Today, canals, such as the one for Sangbast and Ghalmaran villages, allow farmers to harness rain and flood water for irrigation. They are being improved under the Irrigation Rehabilitation and Development Project (IRDP), under the Ministry of Energy and Water. With support from the World Bank and Afghanistan Reconstruction Trust Fund, the project builds upon and scales up activities supported under the completed World Bank-financed Emergency Irrigation Rehabilitation Project, closed in December 2012.

Better access to irrigation and jobs

IRDP supports rehabilitation of irrigation systems serving some 300,000 hectares of land throughout the country, as well as the design and construction of a limited number of small multi-purpose dams and related works, while establishing hydro-meteorological facilities and services. To date, under the irrigation component of this project, approximately 20,000 hectares (44 percent of the target 45,000 hectares) of incremental irrigated area have been achieved.

According to Project Manager Engineer Mirwais Ghoriani, the Sangbast village canal was successfully completed in April 2013 at a cost of little over Afghani 10 million (US$175,000).

“Our assessment revealed a drastic need for water canal development here,” says Mirwais. “With this project now implemented, farmlands are better irrigated and people have access to more job opportunities.”

Padar, a 40-year-old farmer and father of four children, cultivates various crops on one hectare of land in partnership with other farmers. He says prior to the implementation of IRDP in his village he was not willing to cultivate his land from fear of lack of water; however, now he has even succeeded convincing some friends to become his partners.

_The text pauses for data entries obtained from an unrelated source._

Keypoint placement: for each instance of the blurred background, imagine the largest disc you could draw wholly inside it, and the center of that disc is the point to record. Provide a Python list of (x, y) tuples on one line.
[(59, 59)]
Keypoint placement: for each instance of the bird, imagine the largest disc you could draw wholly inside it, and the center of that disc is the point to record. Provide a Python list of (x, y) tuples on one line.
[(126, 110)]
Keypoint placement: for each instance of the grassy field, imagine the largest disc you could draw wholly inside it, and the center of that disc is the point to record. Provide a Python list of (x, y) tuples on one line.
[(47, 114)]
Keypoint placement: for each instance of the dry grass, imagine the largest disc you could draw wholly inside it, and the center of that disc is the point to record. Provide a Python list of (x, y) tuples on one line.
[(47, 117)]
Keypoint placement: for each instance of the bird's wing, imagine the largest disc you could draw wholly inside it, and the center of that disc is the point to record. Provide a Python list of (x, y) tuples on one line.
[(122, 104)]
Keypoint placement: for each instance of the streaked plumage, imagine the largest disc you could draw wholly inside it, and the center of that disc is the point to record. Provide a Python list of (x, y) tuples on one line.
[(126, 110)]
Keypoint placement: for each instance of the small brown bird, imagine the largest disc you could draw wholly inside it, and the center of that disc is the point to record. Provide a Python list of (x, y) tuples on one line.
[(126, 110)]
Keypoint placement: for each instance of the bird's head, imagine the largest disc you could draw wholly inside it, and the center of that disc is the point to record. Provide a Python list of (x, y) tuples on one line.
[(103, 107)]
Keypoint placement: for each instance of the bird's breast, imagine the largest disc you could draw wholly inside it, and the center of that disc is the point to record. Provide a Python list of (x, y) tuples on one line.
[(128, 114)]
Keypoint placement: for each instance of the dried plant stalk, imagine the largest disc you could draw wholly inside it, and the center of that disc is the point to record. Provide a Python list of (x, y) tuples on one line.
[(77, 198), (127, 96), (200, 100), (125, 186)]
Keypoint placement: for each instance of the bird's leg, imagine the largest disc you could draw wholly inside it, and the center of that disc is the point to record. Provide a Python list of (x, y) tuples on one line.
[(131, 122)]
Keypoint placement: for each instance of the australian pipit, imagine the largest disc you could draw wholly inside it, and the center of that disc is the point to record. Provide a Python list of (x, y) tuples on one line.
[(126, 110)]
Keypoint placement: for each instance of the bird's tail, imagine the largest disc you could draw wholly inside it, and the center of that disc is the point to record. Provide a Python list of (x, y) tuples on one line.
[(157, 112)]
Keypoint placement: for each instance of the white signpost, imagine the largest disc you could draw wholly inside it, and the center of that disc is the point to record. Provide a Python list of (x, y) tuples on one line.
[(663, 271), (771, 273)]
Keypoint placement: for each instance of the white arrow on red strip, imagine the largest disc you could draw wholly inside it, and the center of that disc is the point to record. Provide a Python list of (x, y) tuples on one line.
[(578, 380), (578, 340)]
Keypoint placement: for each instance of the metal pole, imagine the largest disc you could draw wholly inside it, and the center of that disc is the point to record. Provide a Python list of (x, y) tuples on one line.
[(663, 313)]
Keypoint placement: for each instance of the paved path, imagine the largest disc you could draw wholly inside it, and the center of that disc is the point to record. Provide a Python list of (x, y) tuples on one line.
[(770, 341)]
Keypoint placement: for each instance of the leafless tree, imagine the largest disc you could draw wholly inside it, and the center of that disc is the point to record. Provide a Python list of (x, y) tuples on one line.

“This sub-project began last year. Prior to that, we could hardly block water overflow from the river. We would go out and work on the intake for 10 to 15 days. We also had to buy sandbags. My contribution alone was around $100,” he says.

Water in all seasons

Fazel Ahmad, 50, a farmer from Ghalmaran village, says he does not remember ever having had enough water for irrigation in the fall season in the past, especially when the old reservoir filled up with mud sedimentation. Although the old reservoir still fills up with mud, farmers are now able to irrigate their lands even during fall season following the improvement made in the canal scheme.

“We are relieved now. All we need to do is pile up a few sandbags against the wall and the water will stay in the reservoir. Whenever water is needed, we pull up the main hatch and direct the water to whatever secondary canal system we wish,” explains Fazel. “There are a total of nine hatches in different directions. If we do not want water in a certain direction, we simply close the concerned hatch and the water stays inside.”